Trump stays mostly silent on Haley after she backs him

A day after Nikki Haley announced that she will vote for Donald Trump this fall — and again urged him to appeal to her supporters — the former president spoke for more than 90 minutes on Thursday and didn't mention her once to the crowd.

It's as though Haley — despite her still-sizable constituency, which he will need in November — is not even a factor to Trump. At his rally Thursday evening in the Bronx, he offered remarks on everything from his record as president to the debates he has agreed to with President Joe Biden. He complained about the cleanliness of the New York subway system and the cost of bacon. But he said nothing about his latest high-profile supporter.
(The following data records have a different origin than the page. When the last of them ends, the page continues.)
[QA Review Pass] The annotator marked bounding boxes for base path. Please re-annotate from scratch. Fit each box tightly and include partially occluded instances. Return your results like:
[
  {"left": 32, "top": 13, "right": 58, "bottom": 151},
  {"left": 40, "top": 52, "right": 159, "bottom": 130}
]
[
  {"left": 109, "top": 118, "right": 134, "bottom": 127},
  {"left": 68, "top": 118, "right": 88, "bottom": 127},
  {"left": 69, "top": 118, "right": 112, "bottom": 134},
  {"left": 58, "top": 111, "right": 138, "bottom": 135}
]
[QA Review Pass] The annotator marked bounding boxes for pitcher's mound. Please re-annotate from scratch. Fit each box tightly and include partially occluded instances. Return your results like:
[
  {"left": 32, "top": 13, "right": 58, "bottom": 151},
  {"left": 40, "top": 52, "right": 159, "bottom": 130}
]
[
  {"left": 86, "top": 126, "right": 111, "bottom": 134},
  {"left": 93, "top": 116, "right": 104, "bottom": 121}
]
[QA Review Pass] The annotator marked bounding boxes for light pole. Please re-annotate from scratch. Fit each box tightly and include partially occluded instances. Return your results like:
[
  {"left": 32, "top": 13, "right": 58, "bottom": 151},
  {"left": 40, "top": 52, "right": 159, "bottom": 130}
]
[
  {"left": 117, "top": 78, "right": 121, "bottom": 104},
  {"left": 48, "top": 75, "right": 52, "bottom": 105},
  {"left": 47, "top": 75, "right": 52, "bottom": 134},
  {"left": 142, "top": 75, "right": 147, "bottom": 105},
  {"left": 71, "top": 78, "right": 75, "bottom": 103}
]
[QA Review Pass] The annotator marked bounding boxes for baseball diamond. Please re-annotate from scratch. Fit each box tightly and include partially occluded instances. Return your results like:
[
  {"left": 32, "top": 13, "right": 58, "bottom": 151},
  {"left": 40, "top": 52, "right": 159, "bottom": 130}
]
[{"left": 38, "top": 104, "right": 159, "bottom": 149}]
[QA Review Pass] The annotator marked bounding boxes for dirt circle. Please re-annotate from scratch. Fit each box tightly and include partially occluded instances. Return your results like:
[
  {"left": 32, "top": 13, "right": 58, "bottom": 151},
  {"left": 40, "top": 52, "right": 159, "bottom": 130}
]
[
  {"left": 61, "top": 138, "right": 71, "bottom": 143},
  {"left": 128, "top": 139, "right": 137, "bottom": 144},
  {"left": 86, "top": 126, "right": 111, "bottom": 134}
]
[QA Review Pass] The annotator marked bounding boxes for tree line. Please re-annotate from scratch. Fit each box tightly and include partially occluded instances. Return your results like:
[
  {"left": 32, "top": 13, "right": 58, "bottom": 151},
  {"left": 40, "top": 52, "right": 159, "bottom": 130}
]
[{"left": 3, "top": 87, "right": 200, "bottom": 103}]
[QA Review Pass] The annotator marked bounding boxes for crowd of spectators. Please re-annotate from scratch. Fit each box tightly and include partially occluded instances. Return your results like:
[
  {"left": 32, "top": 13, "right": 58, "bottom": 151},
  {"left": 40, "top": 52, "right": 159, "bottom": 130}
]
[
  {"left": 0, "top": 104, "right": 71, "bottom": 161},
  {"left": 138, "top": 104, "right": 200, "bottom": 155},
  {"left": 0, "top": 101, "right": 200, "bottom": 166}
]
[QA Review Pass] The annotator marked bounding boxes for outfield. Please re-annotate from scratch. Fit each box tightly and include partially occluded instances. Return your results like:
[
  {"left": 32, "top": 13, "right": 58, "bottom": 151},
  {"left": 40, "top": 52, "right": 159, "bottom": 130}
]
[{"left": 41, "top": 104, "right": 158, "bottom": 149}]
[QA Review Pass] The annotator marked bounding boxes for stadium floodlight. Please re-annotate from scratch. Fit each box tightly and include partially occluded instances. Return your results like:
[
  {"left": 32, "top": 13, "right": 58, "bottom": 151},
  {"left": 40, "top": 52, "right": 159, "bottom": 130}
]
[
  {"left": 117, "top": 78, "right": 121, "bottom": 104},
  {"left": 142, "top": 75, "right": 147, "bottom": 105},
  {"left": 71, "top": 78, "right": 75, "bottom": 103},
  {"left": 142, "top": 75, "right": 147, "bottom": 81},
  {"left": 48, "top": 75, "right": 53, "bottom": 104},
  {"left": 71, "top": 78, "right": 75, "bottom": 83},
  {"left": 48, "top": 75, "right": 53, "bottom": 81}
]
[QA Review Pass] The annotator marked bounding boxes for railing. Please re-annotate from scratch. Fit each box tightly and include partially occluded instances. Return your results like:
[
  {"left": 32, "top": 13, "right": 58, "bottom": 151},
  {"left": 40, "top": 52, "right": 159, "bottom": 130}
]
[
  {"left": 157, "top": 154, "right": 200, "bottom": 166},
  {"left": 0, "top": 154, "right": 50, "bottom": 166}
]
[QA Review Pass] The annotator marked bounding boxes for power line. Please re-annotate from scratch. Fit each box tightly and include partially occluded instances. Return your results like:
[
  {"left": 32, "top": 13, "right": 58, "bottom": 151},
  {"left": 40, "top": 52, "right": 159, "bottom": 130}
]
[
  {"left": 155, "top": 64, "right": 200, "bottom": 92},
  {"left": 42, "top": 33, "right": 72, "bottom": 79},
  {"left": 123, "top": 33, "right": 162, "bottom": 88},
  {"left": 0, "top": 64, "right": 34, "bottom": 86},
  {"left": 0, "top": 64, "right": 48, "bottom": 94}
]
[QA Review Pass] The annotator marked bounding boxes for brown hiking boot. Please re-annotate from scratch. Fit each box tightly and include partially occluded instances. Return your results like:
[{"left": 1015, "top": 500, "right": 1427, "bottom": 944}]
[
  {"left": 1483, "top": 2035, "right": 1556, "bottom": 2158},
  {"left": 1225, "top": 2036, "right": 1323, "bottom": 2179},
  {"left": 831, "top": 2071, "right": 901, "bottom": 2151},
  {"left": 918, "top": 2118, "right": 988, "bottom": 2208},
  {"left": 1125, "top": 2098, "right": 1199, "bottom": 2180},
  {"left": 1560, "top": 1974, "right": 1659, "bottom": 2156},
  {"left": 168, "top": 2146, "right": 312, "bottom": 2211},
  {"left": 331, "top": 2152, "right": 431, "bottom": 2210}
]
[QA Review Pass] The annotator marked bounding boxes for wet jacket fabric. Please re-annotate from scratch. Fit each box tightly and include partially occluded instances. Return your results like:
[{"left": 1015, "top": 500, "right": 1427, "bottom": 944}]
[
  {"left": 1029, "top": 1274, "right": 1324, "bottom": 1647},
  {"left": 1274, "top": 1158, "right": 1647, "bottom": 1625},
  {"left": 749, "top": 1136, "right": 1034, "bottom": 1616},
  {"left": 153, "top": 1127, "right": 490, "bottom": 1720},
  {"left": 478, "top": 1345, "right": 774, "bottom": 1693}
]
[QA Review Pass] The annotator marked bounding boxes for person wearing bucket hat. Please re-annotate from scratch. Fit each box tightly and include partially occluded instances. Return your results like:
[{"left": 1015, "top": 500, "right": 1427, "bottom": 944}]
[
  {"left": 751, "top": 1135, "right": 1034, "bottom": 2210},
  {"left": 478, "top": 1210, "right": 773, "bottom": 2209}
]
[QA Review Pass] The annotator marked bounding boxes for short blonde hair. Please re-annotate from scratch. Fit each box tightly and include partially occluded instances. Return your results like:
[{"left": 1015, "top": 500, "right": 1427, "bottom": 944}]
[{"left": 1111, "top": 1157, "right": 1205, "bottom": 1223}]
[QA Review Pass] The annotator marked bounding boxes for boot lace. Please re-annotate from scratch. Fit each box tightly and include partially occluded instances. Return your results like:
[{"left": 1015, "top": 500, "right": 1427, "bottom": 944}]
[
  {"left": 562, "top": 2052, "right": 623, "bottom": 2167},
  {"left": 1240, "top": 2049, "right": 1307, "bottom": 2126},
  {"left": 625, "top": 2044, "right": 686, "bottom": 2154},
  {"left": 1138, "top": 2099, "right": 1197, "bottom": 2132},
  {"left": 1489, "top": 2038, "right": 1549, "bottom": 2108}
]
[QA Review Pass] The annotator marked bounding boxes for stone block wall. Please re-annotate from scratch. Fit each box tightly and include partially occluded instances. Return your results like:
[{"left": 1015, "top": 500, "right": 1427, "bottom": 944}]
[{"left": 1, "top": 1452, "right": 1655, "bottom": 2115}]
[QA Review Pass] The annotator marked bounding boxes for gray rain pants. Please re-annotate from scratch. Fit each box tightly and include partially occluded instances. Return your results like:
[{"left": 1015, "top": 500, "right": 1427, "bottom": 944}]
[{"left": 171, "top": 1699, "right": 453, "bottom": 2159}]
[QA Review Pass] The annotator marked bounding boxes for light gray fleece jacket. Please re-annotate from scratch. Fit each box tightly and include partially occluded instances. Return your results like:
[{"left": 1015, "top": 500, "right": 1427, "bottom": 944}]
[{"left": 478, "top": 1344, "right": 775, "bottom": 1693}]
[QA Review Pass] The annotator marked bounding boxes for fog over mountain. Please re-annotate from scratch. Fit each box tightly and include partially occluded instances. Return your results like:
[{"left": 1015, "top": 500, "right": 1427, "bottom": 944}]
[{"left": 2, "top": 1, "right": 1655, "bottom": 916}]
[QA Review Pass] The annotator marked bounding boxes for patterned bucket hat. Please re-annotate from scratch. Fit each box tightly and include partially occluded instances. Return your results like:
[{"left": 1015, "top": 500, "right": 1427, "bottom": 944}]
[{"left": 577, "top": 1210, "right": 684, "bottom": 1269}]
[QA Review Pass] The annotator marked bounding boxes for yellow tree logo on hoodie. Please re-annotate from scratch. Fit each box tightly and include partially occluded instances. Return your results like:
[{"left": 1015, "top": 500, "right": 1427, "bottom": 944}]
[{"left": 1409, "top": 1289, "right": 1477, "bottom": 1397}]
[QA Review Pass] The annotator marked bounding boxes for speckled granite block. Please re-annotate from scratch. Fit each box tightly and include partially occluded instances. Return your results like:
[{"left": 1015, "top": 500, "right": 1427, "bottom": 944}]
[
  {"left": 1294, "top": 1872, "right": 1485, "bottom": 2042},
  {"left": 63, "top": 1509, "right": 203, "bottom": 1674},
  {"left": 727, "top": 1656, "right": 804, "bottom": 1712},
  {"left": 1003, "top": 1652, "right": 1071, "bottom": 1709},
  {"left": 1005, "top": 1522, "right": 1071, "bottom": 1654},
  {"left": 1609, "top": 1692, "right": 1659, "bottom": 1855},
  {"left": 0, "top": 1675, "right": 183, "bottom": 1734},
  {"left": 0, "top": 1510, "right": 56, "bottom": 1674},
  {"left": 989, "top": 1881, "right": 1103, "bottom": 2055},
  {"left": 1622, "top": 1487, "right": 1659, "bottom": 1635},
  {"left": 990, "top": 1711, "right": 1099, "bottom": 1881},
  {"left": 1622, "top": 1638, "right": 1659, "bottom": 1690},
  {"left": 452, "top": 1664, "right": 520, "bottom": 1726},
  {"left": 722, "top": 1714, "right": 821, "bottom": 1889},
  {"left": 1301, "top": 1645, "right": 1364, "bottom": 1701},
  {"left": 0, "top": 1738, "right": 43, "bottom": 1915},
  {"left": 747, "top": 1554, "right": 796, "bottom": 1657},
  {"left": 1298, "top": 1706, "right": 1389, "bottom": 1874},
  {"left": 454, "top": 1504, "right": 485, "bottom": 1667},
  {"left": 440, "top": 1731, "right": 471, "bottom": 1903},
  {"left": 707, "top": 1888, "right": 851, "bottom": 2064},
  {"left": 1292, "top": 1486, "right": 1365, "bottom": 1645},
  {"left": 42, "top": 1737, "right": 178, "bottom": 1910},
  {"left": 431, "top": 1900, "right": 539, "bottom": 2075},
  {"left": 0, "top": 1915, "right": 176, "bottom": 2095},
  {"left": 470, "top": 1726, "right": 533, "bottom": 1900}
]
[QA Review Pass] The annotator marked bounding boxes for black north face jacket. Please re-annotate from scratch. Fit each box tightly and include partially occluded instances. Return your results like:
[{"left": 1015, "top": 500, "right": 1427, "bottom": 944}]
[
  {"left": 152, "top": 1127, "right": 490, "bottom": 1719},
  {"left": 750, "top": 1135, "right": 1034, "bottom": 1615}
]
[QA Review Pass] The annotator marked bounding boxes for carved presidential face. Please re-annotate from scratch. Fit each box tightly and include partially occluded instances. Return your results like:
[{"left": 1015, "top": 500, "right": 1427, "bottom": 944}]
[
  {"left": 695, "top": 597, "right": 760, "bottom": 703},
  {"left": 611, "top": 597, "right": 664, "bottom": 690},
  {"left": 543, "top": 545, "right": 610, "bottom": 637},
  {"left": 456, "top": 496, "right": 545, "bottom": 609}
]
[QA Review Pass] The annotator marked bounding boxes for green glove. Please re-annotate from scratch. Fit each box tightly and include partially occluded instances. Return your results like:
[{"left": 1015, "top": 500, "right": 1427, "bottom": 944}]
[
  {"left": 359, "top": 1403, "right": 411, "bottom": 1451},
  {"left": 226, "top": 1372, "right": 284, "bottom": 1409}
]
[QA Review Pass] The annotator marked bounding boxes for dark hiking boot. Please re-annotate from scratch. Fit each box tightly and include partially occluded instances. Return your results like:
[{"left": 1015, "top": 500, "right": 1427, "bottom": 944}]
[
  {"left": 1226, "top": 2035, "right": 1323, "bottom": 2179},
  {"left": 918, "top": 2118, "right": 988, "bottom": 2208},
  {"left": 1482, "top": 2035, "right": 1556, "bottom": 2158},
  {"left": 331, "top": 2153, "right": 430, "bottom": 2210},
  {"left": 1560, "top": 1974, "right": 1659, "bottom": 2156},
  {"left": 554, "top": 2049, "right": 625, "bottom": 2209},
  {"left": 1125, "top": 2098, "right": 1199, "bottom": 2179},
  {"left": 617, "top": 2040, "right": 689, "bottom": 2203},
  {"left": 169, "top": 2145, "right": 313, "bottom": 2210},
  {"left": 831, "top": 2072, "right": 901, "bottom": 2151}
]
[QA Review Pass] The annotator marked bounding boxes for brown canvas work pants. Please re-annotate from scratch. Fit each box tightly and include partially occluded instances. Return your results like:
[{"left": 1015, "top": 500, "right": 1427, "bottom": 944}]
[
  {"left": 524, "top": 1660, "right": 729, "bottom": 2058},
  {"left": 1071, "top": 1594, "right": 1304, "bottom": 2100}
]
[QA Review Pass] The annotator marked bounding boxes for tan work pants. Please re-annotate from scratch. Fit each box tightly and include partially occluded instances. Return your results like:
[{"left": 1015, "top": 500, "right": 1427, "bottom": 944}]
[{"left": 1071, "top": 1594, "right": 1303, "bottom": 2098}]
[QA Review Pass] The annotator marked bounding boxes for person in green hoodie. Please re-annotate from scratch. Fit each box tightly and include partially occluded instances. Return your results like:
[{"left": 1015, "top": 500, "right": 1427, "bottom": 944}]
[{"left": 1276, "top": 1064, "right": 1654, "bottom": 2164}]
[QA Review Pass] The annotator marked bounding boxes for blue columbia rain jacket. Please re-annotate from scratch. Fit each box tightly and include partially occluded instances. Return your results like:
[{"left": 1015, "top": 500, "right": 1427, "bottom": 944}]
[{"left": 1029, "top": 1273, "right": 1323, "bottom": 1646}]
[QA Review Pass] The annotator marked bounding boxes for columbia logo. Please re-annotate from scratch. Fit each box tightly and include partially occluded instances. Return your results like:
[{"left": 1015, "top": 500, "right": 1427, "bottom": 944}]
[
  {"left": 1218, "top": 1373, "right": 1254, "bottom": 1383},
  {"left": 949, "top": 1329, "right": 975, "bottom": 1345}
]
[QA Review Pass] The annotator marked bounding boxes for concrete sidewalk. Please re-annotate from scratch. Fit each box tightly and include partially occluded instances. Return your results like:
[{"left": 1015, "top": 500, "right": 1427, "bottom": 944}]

And in the more than 24 hours since Haley broke her silence on her general election preference, none of the three dozen posts shared from Trump’s Truth Social account mentioned her at all.

It was only following Trump’s speech, in response to a question from a local TV reporter, that he said, "I appreciated what she said. You know, we had a nasty campaign, it was pretty nasty. But she's a very capable person, and I'm sure she's going to be on our team in some form, absolutely.”

For Haley, Trump’s non-engagement could be the ideal response to what appears to be a calculated, gradual rollout of her support for him — after spending two months declaring that “Donald Trump is the problem,” that he is “unhinged,” that he failed to stand up to dictators, and that she felt “no need to kiss the ring.”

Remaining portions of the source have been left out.